Un débat sur la constitutionnalité d’un éventuel gouvernement d’union nationale a opposé, lundi, l’ancien candidat à la présidentielle Tony Cassius Bolamba au pasteur Eric Nsenga, lors d’un Space live organisé par Stanis Bujakera Tshiamala. L’échange a mis en lumière deux visions radicalement différentes de la gestion de la crise actuelle, interrogeant directement l’avenir des institutions et le rôle des citoyens dans la recherche d’une solution.
Un clivage sur la nature de la crise
Au cœur de la controverse se trouve la qualification même de la situation que traverse la République démocratique du Congo. Pour le pasteur Eric Nsenga, le recours au dialogue national place le pays « hors cadre » institutionnel strict, justifiant le recours à des « mécanismes paraconstitutionnels » ou à une « transition constitutionnelle » en période de crise. Il a illustré son propos en évoquant la convocation, par Jacques Chirac, de l’ensemble des forces politiques françaises lorsque les intérêts du pays étaient menacés au Liban. Selon lui, « on ne résout pas la guerre avec la Constitution », et le pays fait face à un « conflit armé » qui dépasse les règles ordinaires.
Tony Cassius Bolamba a vivement contesté cette analyse. Il a estimé qu’il n’existe pas de « crise des institutions » en RDC, mais un conflit armé, et que la Constitution définit clairement une majorité et une opposition. Pour lui, le rôle de l’opposition – surveiller, s’opposer, proposer – deviendrait caduc si celle-ci intégrait le gouvernement en dehors du cadre de l’Union sacrée. Une telle entrée constituerait, selon lui, une violation constitutionnelle.
La crainte d’une cooptation qui fragilise l’État de droit
L’ancien candidat à la présidentielle a dénoncé ce qu’il a qualifié de logique de « cooptation » bénéficiant à ceux qui prennent les armes contre l’État. « Quand tu tues plus de Congolais, tu seras coopté comme ministre », a-t-il lancé, invitant à ne pas « prendre les Congolais pour des imbéciles ». Cette charge soulève une question sensible : celle de la légitimité d’un gouvernement qui intégrerait des acteurs armés, au risque de banaliser la violence et d’affaiblir la confiance des citoyens dans les institutions.
Face à ces critiques, le pasteur Nsenga a précisé qu’il s’exprimait à titre d’« avis technique » sur le droit constitutionnel, sans préjuger de l’issue réelle du dialogue. Il a récusé toute proximité avec l’opposition, se présentant comme situé « au milieu », entre une majorité qui verrait dans le dialogue un risque de « partage du gâteau » et une opposition contestant la légitimité même des institutions actuelles.

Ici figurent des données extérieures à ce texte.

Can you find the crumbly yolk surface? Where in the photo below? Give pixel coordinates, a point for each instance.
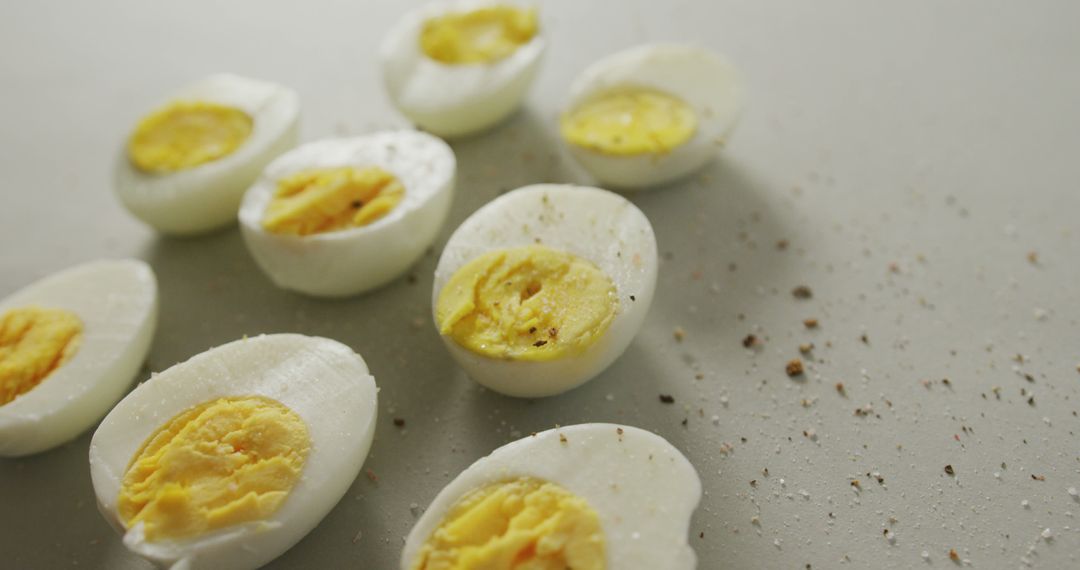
(529, 303)
(477, 37)
(631, 122)
(35, 342)
(224, 462)
(324, 200)
(521, 525)
(185, 134)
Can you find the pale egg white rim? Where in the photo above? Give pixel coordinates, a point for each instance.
(401, 159)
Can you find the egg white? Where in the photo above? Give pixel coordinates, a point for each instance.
(356, 259)
(205, 198)
(117, 301)
(593, 224)
(643, 489)
(706, 81)
(454, 100)
(323, 381)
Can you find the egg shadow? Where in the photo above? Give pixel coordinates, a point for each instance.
(721, 236)
(44, 489)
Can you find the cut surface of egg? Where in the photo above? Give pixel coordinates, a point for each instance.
(459, 67)
(70, 344)
(590, 497)
(339, 217)
(543, 287)
(650, 114)
(186, 164)
(229, 459)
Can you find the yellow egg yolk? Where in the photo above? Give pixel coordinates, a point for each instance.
(325, 200)
(224, 462)
(529, 303)
(477, 37)
(35, 342)
(524, 524)
(629, 123)
(185, 134)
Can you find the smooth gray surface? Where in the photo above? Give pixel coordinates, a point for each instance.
(939, 136)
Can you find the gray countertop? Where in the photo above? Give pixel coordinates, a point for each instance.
(918, 159)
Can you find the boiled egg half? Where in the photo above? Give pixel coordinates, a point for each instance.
(187, 163)
(543, 287)
(459, 67)
(590, 497)
(70, 344)
(650, 114)
(339, 217)
(229, 459)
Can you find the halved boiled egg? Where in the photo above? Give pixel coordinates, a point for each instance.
(459, 67)
(229, 459)
(186, 165)
(70, 344)
(590, 497)
(651, 113)
(545, 286)
(342, 216)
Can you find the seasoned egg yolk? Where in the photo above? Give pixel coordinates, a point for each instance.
(325, 200)
(185, 134)
(35, 342)
(529, 303)
(626, 123)
(477, 37)
(524, 524)
(224, 462)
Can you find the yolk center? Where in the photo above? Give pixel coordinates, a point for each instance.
(224, 462)
(530, 303)
(477, 37)
(631, 122)
(185, 134)
(520, 524)
(35, 342)
(327, 200)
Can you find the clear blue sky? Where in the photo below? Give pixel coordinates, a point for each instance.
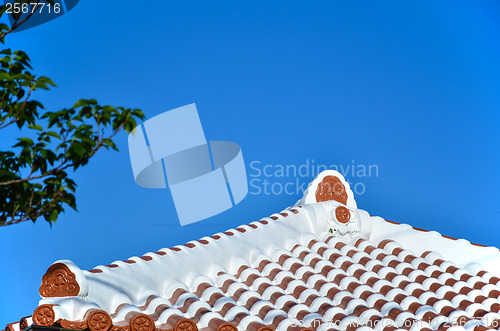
(412, 87)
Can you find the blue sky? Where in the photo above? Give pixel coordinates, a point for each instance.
(410, 87)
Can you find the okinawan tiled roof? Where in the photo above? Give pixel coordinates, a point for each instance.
(316, 266)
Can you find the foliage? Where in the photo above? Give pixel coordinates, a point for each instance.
(35, 175)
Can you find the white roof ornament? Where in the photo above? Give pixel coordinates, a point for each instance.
(327, 186)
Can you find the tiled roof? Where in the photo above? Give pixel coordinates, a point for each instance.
(316, 266)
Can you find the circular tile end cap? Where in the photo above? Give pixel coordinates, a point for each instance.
(99, 320)
(142, 322)
(227, 327)
(342, 214)
(44, 315)
(185, 325)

Un débat qui dépasse les acteurs politiques
Au-delà des joutes verbales, cet échange révèle les tensions profondes qui traversent la société congolaise sur la manière de sortir de la crise. Le pasteur Nsenga a conclu en affirmant que les Églises n’avaient pas vocation à trancher ce débat éminemment politique, la conclusion du dialogue devant, selon lui, émaner des Congolais eux-mêmes et non être anticipée a priori. Cette position renvoie la balle dans le camp des citoyens, qui pourraient être les premiers impactés par un éventuel gouvernement d’union nationale.
La question reste entière : un tel gouvernement serait-il un rempart contre l’instabilité ou un précédent dangereux pour l’État de droit ? Les arguments échangés lundi montrent que la réponse ne pourra faire l’économie d’un large débat public, seul à même de garantir que les solutions retenues servent l’intérêt général et non des intérêts particuliers.